I should also add that you can check to see if your storage servers (in particular, your most affected ones) see heavy CPU usage during this time. You can look at ProcessMetrics.CPUSeconds compared to ProcessMetrics.Elapsed, or similarly NetworkMetrics.PriorityBusy1 vs. NetworkMetrics.Elapsed. If reads are overwhelming the storage server, it could happen that you become CPU saturated and the time spent busy will be roughly equal to the elapsed time.

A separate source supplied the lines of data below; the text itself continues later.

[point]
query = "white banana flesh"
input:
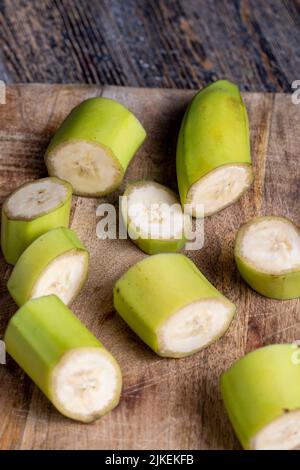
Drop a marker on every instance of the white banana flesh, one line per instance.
(218, 189)
(89, 167)
(35, 199)
(272, 245)
(62, 277)
(154, 213)
(281, 434)
(194, 327)
(84, 384)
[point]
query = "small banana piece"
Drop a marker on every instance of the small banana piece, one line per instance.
(33, 209)
(71, 367)
(154, 217)
(55, 263)
(261, 393)
(267, 254)
(213, 150)
(171, 306)
(94, 145)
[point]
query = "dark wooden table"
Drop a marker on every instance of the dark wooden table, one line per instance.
(151, 43)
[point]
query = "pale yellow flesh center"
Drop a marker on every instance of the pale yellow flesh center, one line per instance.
(35, 199)
(62, 277)
(194, 326)
(272, 245)
(218, 189)
(84, 383)
(281, 434)
(88, 167)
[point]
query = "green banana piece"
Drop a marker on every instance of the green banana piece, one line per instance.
(171, 306)
(213, 149)
(94, 145)
(55, 263)
(267, 254)
(261, 393)
(70, 366)
(33, 209)
(154, 218)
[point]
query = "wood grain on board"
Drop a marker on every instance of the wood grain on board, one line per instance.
(166, 403)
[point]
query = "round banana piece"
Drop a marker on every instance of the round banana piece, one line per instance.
(31, 210)
(55, 263)
(267, 254)
(171, 306)
(71, 367)
(261, 393)
(94, 145)
(154, 218)
(213, 150)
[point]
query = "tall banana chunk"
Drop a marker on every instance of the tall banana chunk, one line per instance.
(31, 210)
(55, 263)
(213, 149)
(171, 306)
(261, 393)
(154, 217)
(94, 145)
(267, 254)
(71, 367)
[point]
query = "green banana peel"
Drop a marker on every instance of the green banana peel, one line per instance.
(17, 231)
(213, 150)
(261, 393)
(55, 263)
(94, 145)
(69, 365)
(281, 238)
(171, 306)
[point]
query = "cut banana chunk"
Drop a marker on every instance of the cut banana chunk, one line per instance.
(171, 306)
(31, 210)
(261, 393)
(94, 146)
(73, 369)
(213, 150)
(154, 217)
(267, 253)
(55, 263)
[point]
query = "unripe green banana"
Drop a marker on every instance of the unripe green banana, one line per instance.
(171, 306)
(55, 263)
(71, 367)
(267, 254)
(213, 149)
(261, 393)
(33, 209)
(94, 145)
(154, 217)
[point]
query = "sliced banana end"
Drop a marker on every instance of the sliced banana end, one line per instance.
(36, 198)
(86, 384)
(153, 212)
(63, 277)
(281, 434)
(91, 168)
(271, 244)
(218, 189)
(194, 327)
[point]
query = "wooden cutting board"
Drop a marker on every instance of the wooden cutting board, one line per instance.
(166, 403)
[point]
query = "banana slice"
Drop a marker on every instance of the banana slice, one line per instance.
(94, 146)
(267, 254)
(261, 393)
(33, 209)
(171, 306)
(55, 263)
(72, 368)
(154, 217)
(213, 150)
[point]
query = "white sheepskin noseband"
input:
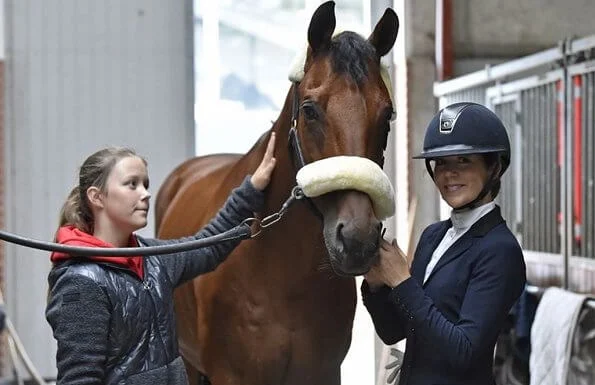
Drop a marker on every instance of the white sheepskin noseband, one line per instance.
(349, 173)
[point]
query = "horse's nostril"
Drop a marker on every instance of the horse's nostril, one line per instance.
(340, 237)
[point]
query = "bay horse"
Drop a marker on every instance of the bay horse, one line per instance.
(280, 309)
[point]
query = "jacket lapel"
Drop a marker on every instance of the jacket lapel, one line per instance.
(425, 250)
(479, 229)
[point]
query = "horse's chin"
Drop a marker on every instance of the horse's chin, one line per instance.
(345, 265)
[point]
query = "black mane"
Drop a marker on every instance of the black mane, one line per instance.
(350, 53)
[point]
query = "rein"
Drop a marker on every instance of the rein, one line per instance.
(242, 231)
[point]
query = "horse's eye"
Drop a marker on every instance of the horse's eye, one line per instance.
(309, 111)
(391, 114)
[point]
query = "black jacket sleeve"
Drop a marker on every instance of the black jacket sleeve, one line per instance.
(242, 203)
(495, 284)
(79, 313)
(390, 325)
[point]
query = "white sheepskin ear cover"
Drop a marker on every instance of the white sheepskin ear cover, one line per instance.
(349, 173)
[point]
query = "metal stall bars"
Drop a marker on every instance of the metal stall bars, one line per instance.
(581, 119)
(547, 101)
(532, 109)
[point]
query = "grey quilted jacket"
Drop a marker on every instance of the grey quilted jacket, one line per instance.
(113, 328)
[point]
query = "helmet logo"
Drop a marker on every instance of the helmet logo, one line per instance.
(446, 126)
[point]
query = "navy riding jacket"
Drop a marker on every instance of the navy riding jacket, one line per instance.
(452, 321)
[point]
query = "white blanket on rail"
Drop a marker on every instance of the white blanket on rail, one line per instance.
(551, 336)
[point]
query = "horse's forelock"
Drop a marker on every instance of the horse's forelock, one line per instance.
(350, 54)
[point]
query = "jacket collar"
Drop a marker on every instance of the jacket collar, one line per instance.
(478, 230)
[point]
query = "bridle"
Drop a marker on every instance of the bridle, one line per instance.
(295, 148)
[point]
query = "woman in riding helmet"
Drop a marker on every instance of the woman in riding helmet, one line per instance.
(467, 271)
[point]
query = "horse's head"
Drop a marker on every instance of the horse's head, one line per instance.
(345, 108)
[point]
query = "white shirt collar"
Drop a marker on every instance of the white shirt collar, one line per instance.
(464, 220)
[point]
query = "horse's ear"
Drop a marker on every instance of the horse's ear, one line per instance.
(322, 26)
(385, 33)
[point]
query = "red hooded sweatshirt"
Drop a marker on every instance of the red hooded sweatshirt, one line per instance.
(70, 235)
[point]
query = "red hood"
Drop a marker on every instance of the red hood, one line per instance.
(70, 235)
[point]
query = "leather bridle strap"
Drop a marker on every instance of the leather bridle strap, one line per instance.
(295, 148)
(294, 141)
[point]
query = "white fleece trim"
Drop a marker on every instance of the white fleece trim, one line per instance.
(349, 173)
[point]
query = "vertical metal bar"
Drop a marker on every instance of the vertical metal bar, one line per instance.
(549, 179)
(539, 171)
(518, 174)
(589, 230)
(577, 161)
(525, 165)
(531, 223)
(567, 169)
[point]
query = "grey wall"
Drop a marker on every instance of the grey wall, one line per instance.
(504, 28)
(83, 74)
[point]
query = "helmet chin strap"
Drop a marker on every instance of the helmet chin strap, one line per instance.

One further thought is that even in the absence of a significant increase in client reads, data distribution will be trying to move data from the storage servers that remain in order to re-replicate it. It’s supposed to run at a low-ish speed, but in the event that you are running near enough to the performance limit prior to removing the storage servers, it could push you over the top. You could potentially gauge the effects of data distribution by disabling it during this test. Probably the most surgical way to do that would be to use maintenance mode, which is discussed a bit here:

You could also just disable data movement for all storage server failures by running the following in fdbcli:

fdb> datadistribution disable ssfailure

If data distribution is pushing you over the edge, then I think the immediate options you have available would be to:

  1. Decrease the client workload
  2. Increase the cluster size (and/or maybe increase replication)
  3. Tweak some knobs to slow down data movement (which would result in slower healing)

Thank You @ajbeamon
Just wanted to update that we are dealing with some other issues in the cluster. So waiting till those are resolved before we resume tests based on your suggestions.